Still, I sat with her for almost an hour each time. We talked a lot about me and what I did. She kept asking about the freshman dorm, my roommate, and my classes, and I answered all of her questions. She was kind of odd, and sometimes I wondered if she was losing her mind because she kept repeating things. I knew she couldn’t help it, and I never told her that hanging out with her was a graduation requirement, because I knew that would just be mean. The whole reason Mr. Whitlow sent me to Rose was to cheer her up.
So the whole time I was there, I was eating these peanuts that Rose had left on the table. It was the only thing that kept me going during all that talking and through the bad smell. I ate these peanuts nonstop. They kind of energized me and also, I’d start to smell the peanuts instead of the wet sheep.
Once Rose and I got to know each other, we started to have things to say when I came to visit. She’d talk about her physical therapy sessions and getting her legs stronger, and I’d tell her about what classes I was taking and how they were going. Each time, I would eat these peanuts out of the dish on the coffee table. They always tasted so good, but I think it was just because eating them made time go by faster. I would always look at how many peanuts were in the dish when I first sat down so that I could make them last through the whole visit.
The last time I went to see Rose, there were no peanuts out. The peanut dish was out, but there was nothing in it. I was kind of upset, but I didn’t get mad because it had been nice of her to have ever have had anything out for me at all.

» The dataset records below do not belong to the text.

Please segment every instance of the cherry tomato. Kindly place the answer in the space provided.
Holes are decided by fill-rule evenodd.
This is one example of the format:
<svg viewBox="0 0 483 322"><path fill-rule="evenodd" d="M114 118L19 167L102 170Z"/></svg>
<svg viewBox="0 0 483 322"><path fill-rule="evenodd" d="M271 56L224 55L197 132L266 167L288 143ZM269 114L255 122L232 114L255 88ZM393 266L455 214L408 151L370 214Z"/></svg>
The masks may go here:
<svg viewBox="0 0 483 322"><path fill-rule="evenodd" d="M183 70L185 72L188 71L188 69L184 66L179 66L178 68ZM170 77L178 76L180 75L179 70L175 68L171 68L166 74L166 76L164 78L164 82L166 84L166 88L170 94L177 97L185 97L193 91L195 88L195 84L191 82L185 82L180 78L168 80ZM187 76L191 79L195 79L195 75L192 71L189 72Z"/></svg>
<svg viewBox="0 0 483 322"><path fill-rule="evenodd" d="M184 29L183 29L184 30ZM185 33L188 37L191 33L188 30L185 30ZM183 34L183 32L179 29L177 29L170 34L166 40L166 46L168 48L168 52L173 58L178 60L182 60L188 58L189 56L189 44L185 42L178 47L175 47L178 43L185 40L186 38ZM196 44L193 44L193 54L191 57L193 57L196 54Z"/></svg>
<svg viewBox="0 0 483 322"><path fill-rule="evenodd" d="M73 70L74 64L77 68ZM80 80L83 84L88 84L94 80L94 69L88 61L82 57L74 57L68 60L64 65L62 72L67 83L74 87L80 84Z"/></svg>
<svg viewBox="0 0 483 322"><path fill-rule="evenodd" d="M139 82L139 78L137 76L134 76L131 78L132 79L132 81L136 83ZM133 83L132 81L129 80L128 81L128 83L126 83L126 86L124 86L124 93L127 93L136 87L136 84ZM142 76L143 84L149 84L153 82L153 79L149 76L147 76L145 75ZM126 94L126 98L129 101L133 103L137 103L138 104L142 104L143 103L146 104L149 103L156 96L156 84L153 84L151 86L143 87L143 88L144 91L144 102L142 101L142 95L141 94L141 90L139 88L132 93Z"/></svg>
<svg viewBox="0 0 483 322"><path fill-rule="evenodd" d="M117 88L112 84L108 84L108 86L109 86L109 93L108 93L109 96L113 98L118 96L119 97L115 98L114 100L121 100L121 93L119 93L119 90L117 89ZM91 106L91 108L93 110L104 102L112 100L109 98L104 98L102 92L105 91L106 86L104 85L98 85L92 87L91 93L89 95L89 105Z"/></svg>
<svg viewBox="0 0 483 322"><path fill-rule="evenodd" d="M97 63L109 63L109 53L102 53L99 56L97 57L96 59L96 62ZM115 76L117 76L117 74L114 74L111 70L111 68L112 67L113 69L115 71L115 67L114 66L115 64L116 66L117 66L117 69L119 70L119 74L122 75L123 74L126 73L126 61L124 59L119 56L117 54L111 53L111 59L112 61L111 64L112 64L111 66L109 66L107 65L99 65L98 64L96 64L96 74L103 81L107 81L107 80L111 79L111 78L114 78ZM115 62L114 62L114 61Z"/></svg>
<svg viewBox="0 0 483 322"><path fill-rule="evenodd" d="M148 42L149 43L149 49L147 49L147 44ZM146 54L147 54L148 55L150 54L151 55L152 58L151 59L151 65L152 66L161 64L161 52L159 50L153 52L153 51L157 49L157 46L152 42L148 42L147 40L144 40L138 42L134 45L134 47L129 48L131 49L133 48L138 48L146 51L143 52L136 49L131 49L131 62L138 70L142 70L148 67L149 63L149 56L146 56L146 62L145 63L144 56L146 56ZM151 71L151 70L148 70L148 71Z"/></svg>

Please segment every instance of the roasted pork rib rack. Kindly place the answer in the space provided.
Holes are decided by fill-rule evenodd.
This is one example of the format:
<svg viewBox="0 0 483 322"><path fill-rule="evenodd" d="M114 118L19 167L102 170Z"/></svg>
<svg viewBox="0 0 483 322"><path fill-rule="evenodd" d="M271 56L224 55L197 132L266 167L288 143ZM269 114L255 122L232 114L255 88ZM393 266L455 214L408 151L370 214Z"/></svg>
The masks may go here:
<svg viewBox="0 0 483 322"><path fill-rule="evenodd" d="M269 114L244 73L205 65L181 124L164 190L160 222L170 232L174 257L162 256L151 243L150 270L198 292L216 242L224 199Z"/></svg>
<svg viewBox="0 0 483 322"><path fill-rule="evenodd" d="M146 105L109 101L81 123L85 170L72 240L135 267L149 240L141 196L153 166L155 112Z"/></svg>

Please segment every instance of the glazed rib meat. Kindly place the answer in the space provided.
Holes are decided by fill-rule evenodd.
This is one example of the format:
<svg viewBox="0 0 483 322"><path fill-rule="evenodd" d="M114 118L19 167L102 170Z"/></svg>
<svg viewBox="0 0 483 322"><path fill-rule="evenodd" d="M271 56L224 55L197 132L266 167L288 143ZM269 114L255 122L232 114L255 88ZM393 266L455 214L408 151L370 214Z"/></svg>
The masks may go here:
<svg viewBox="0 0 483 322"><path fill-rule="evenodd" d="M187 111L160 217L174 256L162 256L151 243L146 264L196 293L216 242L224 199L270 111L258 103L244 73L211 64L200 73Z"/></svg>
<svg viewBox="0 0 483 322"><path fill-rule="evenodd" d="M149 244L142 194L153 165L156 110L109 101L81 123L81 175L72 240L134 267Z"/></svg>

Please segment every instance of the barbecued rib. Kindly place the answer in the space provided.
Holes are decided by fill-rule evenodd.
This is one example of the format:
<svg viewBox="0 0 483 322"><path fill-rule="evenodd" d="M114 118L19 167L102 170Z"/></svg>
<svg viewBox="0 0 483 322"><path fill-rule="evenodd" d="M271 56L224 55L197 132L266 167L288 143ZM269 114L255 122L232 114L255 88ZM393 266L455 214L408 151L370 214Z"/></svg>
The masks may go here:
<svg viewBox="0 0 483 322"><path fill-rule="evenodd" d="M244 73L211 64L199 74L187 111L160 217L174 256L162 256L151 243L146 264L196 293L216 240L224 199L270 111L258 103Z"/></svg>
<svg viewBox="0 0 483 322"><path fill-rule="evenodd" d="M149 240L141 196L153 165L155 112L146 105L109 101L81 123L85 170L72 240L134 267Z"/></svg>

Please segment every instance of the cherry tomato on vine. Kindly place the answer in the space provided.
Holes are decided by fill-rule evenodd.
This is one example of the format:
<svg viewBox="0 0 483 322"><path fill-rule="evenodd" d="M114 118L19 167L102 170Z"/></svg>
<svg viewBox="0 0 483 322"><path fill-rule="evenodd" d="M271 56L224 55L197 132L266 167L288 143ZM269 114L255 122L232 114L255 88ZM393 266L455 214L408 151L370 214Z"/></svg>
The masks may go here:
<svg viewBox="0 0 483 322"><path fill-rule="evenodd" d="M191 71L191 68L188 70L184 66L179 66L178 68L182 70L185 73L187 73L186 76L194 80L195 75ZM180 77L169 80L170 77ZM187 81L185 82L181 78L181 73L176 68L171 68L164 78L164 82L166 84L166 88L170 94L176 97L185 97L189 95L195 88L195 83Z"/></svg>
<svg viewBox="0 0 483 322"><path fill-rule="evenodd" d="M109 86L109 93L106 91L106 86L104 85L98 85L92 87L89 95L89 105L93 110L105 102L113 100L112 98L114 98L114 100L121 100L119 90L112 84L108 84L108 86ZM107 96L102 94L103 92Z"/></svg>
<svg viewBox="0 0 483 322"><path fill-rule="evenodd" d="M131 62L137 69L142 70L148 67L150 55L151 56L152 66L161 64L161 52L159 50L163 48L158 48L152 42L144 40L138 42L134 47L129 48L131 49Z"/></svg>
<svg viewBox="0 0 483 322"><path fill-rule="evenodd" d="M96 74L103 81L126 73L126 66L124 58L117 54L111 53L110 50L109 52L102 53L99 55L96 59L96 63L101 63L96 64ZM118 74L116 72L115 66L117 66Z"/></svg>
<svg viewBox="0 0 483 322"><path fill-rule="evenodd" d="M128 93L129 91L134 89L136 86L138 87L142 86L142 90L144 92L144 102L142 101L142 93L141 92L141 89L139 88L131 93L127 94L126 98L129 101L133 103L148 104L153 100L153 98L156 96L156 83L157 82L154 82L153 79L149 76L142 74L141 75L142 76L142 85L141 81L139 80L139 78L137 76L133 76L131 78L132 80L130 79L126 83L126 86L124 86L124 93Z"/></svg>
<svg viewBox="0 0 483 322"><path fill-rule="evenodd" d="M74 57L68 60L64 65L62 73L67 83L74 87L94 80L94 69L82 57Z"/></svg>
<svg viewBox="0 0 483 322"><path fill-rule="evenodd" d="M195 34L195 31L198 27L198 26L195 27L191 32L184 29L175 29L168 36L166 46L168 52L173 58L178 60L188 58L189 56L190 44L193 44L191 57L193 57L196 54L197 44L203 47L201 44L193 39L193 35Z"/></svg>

I mean, she didn’t HAVE to do it. Still, I got really hungry by the end of the visit. I think she may have heard my stomach growling because she got up, went to the kitchen, and came back with some peanut M&Ms. I was excited to get some peanuts, and also happy that these peanuts had chocolate on them! She gave me a handful then put some into her mouth.
What happened next made me rethink everything I’d been through with Rose. She took a peanut out of her mouth, and put it into the dish on the coffee table. I said, “What are you doing,” and she said, “Oh, I never eat the peanuts, just the chocolate,” like what she was saying was completely normal. Next, she took three more peanuts out of her mouth and put them in the dish. If I had stayed, I bet I could have watched her fill up the whole bowl. THAT’S WHAT I’D BEEN EATING!!!!!!
That is why I think it’s a bad idea to make college students fulfill a community service requirement. Because of this new requirement, I ended up in a very disgustingly unsanitary situation. If I could, I’d ask Governor Schwarzenegger to say “Hasta la vista” to the community service requirement the same way I said goodbye to Rose and her bowl of slobber-soaked nuts.